Разбитые партизанские отряды отходят к Анучино и Чугуевке. Почти во всех селах Сучанской долины встают колчаковские гарнизоны. Наступает «полоса тяжелой реакции». Уцелевшие партизаны прячутся в сопках. Лазо бродит по тайге — с палкой, с походной канцелярией за плечами, опухший от болезни почек, одинокий[74]. В среде партизанских командиров начинаются распри. Появляются «батьковщина» и «атаманство», случаются грабежи. Иные командиры дошли до порок и расстрелов староверов («этого, правда, наиболее реакционного элемента приморской деревни», — замечали Ильюхов и Титов).
Дело идет к осени. Партизаны строят в тайге зимние базы. Но зимовать в сопках не пришлось. Упадок июля-сентября 1919 года сменился новым подъемом.
К началу 1920 года на Дальнем Востоке и в Забайкалье действовало около двухсот партизанских отрядов и групп, в которых насчитывалось до пятидесяти тысяч партизан. Возникли четыре партизанские армии: Восточно-Забайкальская, Приморская, Амурская и Прибайкальская[75].
Красная армия в это время переваливает Урал, идет по Сибири. В Приморье пробегают искры между колчаковцами и чехами.

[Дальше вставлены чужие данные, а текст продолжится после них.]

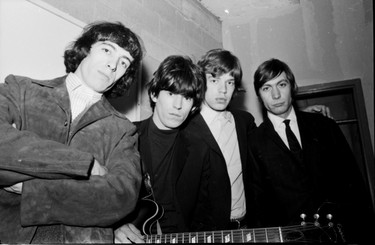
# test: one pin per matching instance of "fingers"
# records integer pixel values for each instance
(98, 169)
(128, 234)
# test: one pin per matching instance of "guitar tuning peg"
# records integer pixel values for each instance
(303, 216)
(316, 217)
(329, 217)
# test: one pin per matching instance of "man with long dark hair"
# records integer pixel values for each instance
(69, 166)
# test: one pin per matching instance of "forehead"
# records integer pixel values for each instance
(225, 76)
(275, 80)
(115, 47)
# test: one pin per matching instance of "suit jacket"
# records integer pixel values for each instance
(327, 181)
(215, 205)
(189, 170)
(53, 158)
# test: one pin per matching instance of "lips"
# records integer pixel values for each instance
(175, 115)
(221, 100)
(278, 104)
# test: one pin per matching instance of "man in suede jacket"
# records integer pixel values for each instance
(69, 165)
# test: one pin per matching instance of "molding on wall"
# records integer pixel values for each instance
(58, 12)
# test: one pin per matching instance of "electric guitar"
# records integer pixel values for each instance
(307, 232)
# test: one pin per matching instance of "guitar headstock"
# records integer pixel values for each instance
(318, 227)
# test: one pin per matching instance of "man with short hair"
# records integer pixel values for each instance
(175, 166)
(303, 163)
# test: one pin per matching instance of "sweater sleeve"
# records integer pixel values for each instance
(99, 201)
(24, 153)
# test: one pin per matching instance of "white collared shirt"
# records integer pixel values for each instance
(80, 95)
(279, 126)
(223, 128)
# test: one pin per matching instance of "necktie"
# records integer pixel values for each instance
(294, 145)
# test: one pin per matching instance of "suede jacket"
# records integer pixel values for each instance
(53, 157)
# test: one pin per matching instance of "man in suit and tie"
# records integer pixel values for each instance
(303, 163)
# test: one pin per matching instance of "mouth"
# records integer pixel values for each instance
(221, 100)
(175, 115)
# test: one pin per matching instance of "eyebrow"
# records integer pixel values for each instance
(124, 56)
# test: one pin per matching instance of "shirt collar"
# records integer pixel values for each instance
(209, 115)
(75, 84)
(279, 121)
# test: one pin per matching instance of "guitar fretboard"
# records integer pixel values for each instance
(229, 236)
(309, 232)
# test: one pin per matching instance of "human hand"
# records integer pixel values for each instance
(128, 233)
(16, 188)
(322, 109)
(98, 169)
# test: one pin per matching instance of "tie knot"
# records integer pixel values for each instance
(287, 121)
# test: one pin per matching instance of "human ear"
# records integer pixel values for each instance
(154, 98)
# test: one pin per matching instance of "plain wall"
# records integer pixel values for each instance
(322, 41)
(166, 27)
(35, 33)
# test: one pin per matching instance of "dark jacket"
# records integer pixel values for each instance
(215, 213)
(327, 181)
(189, 170)
(40, 146)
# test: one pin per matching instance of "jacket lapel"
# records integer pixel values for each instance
(241, 128)
(200, 126)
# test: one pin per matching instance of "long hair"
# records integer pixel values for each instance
(106, 31)
(218, 62)
(179, 75)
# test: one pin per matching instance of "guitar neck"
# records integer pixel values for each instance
(225, 236)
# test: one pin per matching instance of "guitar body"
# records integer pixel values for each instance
(306, 232)
(148, 214)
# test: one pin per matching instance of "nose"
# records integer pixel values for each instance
(275, 93)
(177, 103)
(223, 88)
(112, 66)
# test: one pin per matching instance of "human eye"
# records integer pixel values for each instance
(124, 63)
(187, 98)
(265, 88)
(230, 83)
(283, 84)
(213, 80)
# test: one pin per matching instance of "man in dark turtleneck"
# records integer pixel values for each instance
(175, 92)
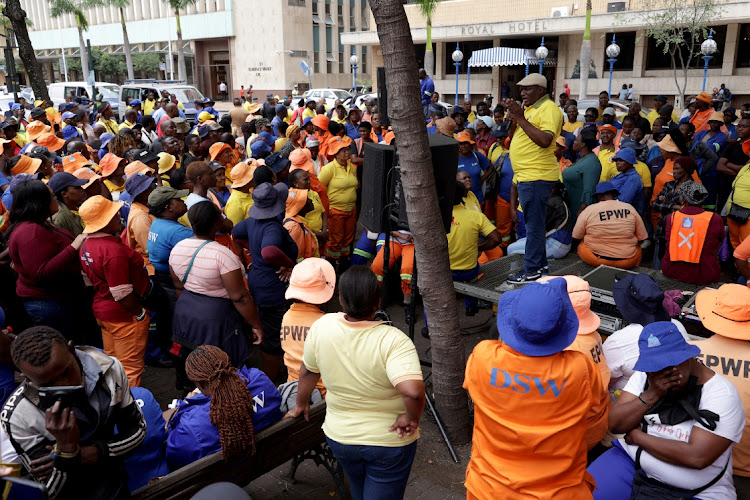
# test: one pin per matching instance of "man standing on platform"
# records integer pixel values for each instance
(532, 153)
(426, 87)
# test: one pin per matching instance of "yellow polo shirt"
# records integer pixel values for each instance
(237, 206)
(530, 162)
(341, 185)
(466, 227)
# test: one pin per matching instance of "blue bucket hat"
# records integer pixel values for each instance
(606, 187)
(640, 299)
(660, 346)
(136, 184)
(539, 319)
(626, 154)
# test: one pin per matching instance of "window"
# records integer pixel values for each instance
(341, 49)
(365, 16)
(626, 42)
(657, 59)
(316, 48)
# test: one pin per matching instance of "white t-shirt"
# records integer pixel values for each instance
(718, 396)
(621, 352)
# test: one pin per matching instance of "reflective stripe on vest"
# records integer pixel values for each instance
(688, 236)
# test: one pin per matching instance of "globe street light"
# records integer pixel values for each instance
(457, 57)
(354, 60)
(541, 55)
(708, 47)
(612, 52)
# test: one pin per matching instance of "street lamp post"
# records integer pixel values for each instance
(708, 47)
(457, 57)
(612, 52)
(354, 60)
(541, 55)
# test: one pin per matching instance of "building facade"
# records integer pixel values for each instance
(473, 25)
(240, 42)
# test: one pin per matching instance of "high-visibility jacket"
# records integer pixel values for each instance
(688, 236)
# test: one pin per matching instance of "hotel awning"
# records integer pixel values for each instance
(506, 56)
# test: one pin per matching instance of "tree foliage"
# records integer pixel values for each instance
(679, 27)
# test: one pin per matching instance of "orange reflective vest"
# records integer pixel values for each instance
(688, 236)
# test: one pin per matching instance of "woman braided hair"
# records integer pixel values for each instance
(231, 402)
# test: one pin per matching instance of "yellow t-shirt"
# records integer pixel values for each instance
(530, 162)
(314, 218)
(341, 185)
(360, 364)
(237, 206)
(466, 227)
(571, 127)
(609, 169)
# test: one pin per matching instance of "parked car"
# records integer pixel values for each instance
(139, 89)
(330, 95)
(110, 92)
(620, 105)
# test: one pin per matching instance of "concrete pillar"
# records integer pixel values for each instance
(730, 49)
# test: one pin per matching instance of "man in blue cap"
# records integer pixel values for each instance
(681, 421)
(628, 182)
(610, 230)
(531, 400)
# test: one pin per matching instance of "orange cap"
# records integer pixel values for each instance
(26, 165)
(87, 173)
(137, 167)
(97, 211)
(73, 162)
(295, 201)
(109, 164)
(50, 141)
(242, 173)
(216, 148)
(320, 121)
(302, 158)
(35, 129)
(464, 137)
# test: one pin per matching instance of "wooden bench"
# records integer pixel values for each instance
(295, 440)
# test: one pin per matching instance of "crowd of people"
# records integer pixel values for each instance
(195, 246)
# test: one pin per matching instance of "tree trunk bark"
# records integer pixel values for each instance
(181, 70)
(429, 54)
(17, 16)
(435, 282)
(84, 56)
(586, 55)
(126, 46)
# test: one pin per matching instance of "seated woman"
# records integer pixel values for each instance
(681, 421)
(310, 286)
(229, 408)
(693, 237)
(611, 231)
(558, 223)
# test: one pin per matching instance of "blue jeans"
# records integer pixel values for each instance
(56, 314)
(375, 472)
(533, 199)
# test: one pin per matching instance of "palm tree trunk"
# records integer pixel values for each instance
(181, 70)
(17, 16)
(126, 46)
(429, 54)
(435, 282)
(586, 54)
(84, 55)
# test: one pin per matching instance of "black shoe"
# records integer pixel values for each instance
(164, 362)
(521, 277)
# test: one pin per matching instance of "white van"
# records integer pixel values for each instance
(110, 91)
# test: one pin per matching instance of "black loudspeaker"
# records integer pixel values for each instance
(381, 184)
(385, 120)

Атаман Семенов в Забайкалье и атаман Калмыков в Приамурье ведут каждый свою политику. В армии Колчака теперь в основном — мобилизованное, «немотивированное» крестьянство. Гарнизоны норовят перейти на сторону партизан. Тактика красных меняется: они стремятся уже не победить колчаковцев, а превратить их в своих. Ведется пропаганда, готовится восстание.